If those birds had not gobbled when they did I hate to think how the day would have turned out. When I run out of patience or get too tired I lose all creativity, and in some cases, sensibility dealing with my kids. When I get to that point I play the power card. This comes out as “because I said so” or “because that’s just the way it is.” Spanking falls into this category. Now I am not totally against spanking, but what I will say is that at least 75% of the time a parent resorts to hitting their kid it is because they can’t figure out another way to get their point across.

Both my kids have been real different. I have had to adapt and grow as a parent and the growth was necessary. It seems like we all want to let down when we get home from work, but what I say, is that when we get with our kids, the work begins. The work of parenting, of trying to do our part to raise them and be in relationship with them.

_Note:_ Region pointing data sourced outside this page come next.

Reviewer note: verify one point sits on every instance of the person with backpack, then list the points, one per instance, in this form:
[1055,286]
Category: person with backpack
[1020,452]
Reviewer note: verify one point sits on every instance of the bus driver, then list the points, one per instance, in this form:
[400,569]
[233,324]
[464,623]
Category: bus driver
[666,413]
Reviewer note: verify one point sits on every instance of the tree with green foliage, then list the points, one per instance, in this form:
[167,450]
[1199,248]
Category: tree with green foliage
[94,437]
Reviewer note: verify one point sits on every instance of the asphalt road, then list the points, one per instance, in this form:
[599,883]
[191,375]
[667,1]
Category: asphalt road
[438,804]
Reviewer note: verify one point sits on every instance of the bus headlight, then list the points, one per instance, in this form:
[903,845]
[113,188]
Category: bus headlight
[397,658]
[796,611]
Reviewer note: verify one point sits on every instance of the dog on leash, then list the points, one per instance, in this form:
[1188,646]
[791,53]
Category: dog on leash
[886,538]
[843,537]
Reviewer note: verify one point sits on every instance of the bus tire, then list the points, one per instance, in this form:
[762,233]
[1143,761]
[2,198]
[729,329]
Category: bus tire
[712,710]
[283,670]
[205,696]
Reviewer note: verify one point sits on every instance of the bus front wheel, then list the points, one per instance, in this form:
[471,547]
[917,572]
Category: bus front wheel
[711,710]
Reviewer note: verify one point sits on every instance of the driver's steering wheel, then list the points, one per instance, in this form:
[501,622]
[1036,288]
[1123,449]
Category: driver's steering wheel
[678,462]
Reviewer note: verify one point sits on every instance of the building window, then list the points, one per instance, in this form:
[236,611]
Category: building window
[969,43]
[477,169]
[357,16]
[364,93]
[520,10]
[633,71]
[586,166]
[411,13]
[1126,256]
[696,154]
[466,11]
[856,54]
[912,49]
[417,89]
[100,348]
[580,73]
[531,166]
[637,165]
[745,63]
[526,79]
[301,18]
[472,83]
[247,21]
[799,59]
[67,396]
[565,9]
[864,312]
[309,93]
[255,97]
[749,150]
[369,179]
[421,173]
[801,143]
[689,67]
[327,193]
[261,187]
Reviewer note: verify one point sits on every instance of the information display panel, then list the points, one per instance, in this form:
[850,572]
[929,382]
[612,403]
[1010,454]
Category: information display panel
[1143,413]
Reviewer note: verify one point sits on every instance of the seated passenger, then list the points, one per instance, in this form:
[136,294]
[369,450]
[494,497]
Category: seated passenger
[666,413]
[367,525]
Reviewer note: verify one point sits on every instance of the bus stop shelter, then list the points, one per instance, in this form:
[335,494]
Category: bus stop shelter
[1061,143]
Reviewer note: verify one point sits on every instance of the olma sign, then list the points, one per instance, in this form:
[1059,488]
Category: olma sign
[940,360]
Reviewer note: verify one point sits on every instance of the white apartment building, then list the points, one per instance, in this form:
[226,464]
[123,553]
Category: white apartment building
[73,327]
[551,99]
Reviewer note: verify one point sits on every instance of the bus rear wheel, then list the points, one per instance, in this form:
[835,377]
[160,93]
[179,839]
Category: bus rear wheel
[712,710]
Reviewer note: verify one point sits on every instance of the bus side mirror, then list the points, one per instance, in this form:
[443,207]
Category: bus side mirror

I will give you that it is hard to recognize a defiant child as simply one asking for love but it is the truth. And I can’t take their behavior personally, I must recognize it for what it is, an attempt to get attention. Negative attention is still attention so if I want the behavior to improve, I have to be smarter than a 5th grader in meeting their behavior. And continue to hope for an assist from the odd turkey.